Always write Kling prompts in English, regardless of the language the user is writing in. Kling was trained predominantly on English-language descriptions, and English prompts produce significantly better and more predictable results than prompts in other languages.

The workflow is:

Communicate with the user in their language (Polish, German, French, etc.)
Write all Kling prompts in English

If the user writes their prompt in Polish or another language, translate it to English before presenting the final version they should paste into Kling. Explain this briefly if it's not obvious.

Exception: when using the native audio features (V3/O3), dialogue text in the

[Speaker: Name] "text"

syntax should be in the target language (e.g., Polish dialogue for a Polish-language video). The surrounding prompt structure should still be in English.

Prompt Engineering

The Director's Mindset

Kling 3.0 understands cinematic intent. The key shift: stop writing prompts like image captions, start directing like a DoP (Director of Photography). Think of each prompt as a mini-screenplay:

Scene setting - Camera direction - Subject action

Structured Prompt Formula

[Scene/Environment] + [Characters/Subjects] + [Sequential Actions] + [Camera Movement] + [Audio & Style]

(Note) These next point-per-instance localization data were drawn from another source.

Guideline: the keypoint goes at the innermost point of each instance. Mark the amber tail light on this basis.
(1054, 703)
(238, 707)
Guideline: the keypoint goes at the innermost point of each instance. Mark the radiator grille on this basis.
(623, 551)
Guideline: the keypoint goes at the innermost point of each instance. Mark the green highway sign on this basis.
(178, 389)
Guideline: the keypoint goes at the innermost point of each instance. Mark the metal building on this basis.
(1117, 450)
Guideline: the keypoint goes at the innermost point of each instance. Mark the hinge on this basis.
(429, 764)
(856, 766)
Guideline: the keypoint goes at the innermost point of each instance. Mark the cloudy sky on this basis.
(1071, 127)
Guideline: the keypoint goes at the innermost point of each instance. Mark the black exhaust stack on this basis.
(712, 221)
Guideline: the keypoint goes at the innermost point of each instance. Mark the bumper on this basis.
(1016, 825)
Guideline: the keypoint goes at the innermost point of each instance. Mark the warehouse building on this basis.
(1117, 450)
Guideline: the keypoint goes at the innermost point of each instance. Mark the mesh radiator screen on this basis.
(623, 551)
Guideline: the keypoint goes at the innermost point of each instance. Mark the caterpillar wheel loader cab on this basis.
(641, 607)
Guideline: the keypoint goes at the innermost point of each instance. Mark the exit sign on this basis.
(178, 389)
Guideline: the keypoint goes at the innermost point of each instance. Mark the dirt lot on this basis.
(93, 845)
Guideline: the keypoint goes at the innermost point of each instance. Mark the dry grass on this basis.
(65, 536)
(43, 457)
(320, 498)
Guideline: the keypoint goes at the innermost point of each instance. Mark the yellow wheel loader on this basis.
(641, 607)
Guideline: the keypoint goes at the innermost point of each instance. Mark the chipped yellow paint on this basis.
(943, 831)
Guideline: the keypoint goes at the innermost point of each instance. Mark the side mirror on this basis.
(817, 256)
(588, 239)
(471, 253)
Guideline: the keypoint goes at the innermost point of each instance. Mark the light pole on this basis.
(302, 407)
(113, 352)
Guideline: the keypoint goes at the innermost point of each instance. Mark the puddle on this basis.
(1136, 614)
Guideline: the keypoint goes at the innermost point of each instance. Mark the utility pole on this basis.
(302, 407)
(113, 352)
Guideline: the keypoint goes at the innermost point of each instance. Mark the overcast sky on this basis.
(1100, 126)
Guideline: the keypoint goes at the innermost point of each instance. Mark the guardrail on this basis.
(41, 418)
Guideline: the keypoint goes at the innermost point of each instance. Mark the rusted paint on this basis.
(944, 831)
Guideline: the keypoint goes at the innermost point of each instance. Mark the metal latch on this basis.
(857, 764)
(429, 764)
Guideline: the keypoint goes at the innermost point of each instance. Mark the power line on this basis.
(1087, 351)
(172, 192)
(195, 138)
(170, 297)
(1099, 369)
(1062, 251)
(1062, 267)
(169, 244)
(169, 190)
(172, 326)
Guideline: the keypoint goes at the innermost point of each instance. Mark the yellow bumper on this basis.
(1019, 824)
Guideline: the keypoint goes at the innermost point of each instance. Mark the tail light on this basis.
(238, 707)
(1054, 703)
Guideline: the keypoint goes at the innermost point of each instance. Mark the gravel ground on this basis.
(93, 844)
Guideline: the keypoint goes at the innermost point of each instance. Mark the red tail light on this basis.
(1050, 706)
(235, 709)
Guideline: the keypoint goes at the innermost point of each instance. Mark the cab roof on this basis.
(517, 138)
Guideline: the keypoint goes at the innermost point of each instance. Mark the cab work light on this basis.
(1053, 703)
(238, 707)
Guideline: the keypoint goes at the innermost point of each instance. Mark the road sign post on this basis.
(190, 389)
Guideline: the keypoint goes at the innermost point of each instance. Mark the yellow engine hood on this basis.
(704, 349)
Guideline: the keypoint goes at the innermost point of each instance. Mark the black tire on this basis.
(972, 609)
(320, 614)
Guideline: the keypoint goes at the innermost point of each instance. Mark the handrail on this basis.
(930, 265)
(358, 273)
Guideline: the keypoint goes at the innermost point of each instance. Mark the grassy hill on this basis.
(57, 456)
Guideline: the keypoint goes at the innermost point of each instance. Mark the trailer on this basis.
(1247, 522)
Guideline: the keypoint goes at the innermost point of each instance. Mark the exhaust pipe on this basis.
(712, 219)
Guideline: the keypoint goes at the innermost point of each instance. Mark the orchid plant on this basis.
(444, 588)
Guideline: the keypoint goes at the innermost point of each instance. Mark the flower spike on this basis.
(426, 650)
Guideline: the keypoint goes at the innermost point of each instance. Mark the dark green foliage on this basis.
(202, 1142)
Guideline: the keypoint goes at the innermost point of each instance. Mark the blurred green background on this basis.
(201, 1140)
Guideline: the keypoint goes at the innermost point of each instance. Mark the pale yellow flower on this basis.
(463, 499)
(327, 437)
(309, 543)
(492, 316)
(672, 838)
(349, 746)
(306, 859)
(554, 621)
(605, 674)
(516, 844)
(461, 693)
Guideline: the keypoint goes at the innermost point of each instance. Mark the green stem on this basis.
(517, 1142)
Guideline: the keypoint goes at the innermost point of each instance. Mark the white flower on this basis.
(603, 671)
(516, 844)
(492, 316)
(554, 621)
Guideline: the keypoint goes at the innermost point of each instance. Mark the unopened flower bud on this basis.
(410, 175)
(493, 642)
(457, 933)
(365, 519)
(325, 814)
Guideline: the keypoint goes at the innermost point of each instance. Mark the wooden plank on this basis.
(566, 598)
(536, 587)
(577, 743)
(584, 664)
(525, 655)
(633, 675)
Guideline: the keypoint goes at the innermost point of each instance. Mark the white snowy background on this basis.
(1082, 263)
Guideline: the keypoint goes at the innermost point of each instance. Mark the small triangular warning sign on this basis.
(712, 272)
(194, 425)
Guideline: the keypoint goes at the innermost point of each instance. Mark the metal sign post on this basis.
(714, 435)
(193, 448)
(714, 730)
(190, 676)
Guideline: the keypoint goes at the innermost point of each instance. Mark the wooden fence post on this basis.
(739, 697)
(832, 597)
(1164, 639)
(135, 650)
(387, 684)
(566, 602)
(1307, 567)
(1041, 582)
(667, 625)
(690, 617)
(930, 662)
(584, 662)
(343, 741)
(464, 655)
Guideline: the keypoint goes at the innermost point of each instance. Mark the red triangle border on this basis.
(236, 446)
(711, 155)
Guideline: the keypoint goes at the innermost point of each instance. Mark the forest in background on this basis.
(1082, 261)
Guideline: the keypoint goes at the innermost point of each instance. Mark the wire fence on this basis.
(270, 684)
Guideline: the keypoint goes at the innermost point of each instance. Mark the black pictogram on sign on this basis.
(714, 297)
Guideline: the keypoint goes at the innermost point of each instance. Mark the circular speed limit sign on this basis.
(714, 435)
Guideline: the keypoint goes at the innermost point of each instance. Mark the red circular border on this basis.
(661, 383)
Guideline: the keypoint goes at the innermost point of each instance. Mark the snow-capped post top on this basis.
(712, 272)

For 3.0, you can describe sequential actions: "First she looks up, then turns toward the window, finally smiles." Previous models couldn't handle this reliably - 3.0 can.

Model-Specific Guidance

Model	Prompt Length	Max Elements	Key Pattern
V3 / O3	100-200 words	6-7	Sequential actions, multi-shot
O1	60-100 words	5-7	Clear element descriptions
2.6	50-80 words	5-7	Include audio instructions
2.5 Turbo	40-60 words	3-4	Keep it simple

Essential Prompt Rules

Specify camera behavior explicitly - Without it, camera will improvise unpredictably
Add motion endpoints - "then settles back" or "returns to starting position" prevents 99% of generation hangs
Use spatial language - "left to right", "toward camera", "background depth"
Be hyper-specific about setting - "cyberpunk alleyway at midnight, neon reflections on wet pavement" beats "a street"
One main action per shot - Use multi-shot for complexity, not a single overloaded prompt
Use negative prompts - Explicitly tell the model what to avoid

Keeping Elements Static

All [element] must remain absolutely fixed and unchanged throughout.
[element] stays completely static. No movement on [element].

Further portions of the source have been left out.